BMW 2002 Targa - 1975



BMW 2002 TARGA ….







A la fin des années 60, la marque allemande « BMW » a su profiter d'une période plutôt favorable démographiquement et économiquement qui correspondait aux débuts professionnels des nouveaux jeunes diplômés issus de l'après-guerre . C’est à cette époque que la firme lance sa deuxième série de voiture qui offre une large gamme de modèles qui ont largement contribué à la renaissance de BMW et à la construction de l’image dynamique du constructeur . Cette série 2 propose les voitures des jeunes cadres des Trente Glorieuses et ainsi la firme a pu fidéliser une clientèle à la longue espérance de vie et au pouvoir d'achat croissant . Ainsi est née l'image moderne de BMW et de sa célèbre calandre . Petites sœurs de la première génération à quatre portes dérivée de la 1500 Michelotti, les BMW 2002 verront le jour en janvier 1968 . Elles seront déclinées au fil es ans en plusieurs versions, les 2002 ti, 2002 tii, 2002 Touring, 2002 Turbo, et même 2002 cabriolet ….



Dérivées de la génération à quatre portes Michelotti, les 2002 sont moins longues de 20 centimètres et plus étroites de 8,5 centimètres avec un empattement à peine réduit de 5 centimètres et des voies identiques, elles jouissent d’une excellente assise . Leurs proportions compactes en font des voitures de petite taille et au final assez légères . Les 2002 n’existent qu’en deux portes, ce qui les rapproche de l'esprit du coupé et la connotation familiale est exclue, comme le souligne l’exiguïté des places arrière . Une philosophie 2 + 2, qui trahit la jeunesse de la cible commerciale visée . La gamme est légèrement restylisée au début des années 70, avec une nouvelle calandre qui se présente alors en une seule partie et dont le plastique noir mat remplace les chromes . En 1971, Bmw confie au carrossier Baur de Stuttgart l’étude et la réalisation d’un cabriolet spécial basé sur la 2002 qui devra satisfaire les normes de sécurité draconiennes américaines . Baur va s’acquitter de cette tache en greffant sur un cabriolet classique un inesthétique et disgracieux arceau de sécurité qui va transformer et défigurer la ligne pure de la voiture . Elle sera finalement baptisée BMW 2002 Targa ….

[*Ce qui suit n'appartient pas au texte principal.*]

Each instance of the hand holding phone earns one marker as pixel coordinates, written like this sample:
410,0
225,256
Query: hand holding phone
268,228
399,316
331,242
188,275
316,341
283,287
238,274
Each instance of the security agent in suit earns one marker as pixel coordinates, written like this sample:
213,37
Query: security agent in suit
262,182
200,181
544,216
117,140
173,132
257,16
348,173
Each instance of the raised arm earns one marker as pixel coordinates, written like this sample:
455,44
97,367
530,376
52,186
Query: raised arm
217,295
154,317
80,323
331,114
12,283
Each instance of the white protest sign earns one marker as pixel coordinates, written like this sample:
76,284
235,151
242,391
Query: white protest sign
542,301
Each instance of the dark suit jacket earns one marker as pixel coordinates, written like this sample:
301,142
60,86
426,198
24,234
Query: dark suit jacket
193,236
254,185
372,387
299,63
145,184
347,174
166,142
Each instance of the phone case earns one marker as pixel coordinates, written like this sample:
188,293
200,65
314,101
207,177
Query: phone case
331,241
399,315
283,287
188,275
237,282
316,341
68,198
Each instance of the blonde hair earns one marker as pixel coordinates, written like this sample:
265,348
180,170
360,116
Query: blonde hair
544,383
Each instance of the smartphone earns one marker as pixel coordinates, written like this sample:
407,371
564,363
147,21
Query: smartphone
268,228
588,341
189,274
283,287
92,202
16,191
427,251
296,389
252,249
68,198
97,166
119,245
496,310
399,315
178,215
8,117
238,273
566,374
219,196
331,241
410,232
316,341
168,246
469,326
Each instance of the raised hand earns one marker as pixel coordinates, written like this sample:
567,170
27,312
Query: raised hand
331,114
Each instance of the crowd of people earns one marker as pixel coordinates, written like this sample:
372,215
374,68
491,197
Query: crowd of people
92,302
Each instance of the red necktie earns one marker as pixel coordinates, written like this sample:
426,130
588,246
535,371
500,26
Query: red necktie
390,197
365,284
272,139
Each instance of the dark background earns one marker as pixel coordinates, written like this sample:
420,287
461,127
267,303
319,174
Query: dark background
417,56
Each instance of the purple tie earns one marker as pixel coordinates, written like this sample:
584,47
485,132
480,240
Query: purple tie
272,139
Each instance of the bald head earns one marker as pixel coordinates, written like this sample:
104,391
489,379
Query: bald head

Ce très étonnant et insolite cabriolet BMW 2002 Targa sera produit de 1972 à 1975 à moins de 2000 exemplaires, c’est dire si le modèle est rare et donc recherché . La particularité principale de ce cabriolet inédit et vraiment spécial réside donc dans son toit en configuration Targa, c'est-à-dire avec une partie avant qui comporte un hard-top métallique pouvant se retirer qui va du pare brise jusqu’à l'arrière des portes . On trouve ensuite derrière ce hard-top le fameux arceau de sécurité qui lui est fixe mais assez large puisqu’il englobe sur les flancs une petite vitre à l’arrière des glaces latérales . Et pour finir la partie arrière est composée d’une capote rabattable classique comme sur un cabriolet conventionnel . Cette solution technique peut courante fait la rareté de cette BMW 2002 Targa car on ne retrouve ce montage inédit sur aucune autre voiture . La finition et le montage sont à la hauteur de la réputation de la maison et donc sans défaut . La qualité est exemplaire et le résultat final fait de cette étonnante et insolite BMW 2002 Targa un modèle particulièrement enviable de nos jours qui se classe en bonne place dans la catégorie Vintage Classic ....



Pour ce qui est de la motorisation, l’élégante BMW 2002 Targa dispose d’un quatre cylindres maison en ligne super carré à un arbre à cames en tête de 2 litres de cylindrée très robuste et fiable . Équipé d’un carburateur Solex 40 PDSI, ce moteur développe 108 chevaux (81 kW) à 5800 tr/mn avec un couple maximum de 18,1 mkg obtenu à 4500 tr/mn et un taux de compression relativement bas de 8,5 . Assez souple, ce moteur permet des reprises à bas régimes de bonne tenue et permet des performances honnêtes pour l’époque comme une vitesse de pointe d’environ 180 km/h . La transmission de l’étonnante BMW 2002 Targa est confiée à une boîte de vitesses manuelle à quatre rapports, mais elle pouvait recevoir en option une boîte à cinq vitesses et même une transmission automatique ZF à trois rapports . Les trains roulants, les suspensions et le freinage puissent dans la banque d’organes de la maison et proposent donc des solutions techniques maintes fois éprouvées sur les précédents modèles pour procurer au final un excellent comportement routier à ce cabriolet . L’habitacle de l’insolite BMW 2002 Targa est lui aussi à la hauteur de la réputation maison en offrant un confort convenable et des équipements et accessoires d’origine sans option . L’ergonomie du tableau de bord et du poste de pilotage est particulièrement bien pensé pour l’époque et participe grandement au plaisir de conduite de la voiture ....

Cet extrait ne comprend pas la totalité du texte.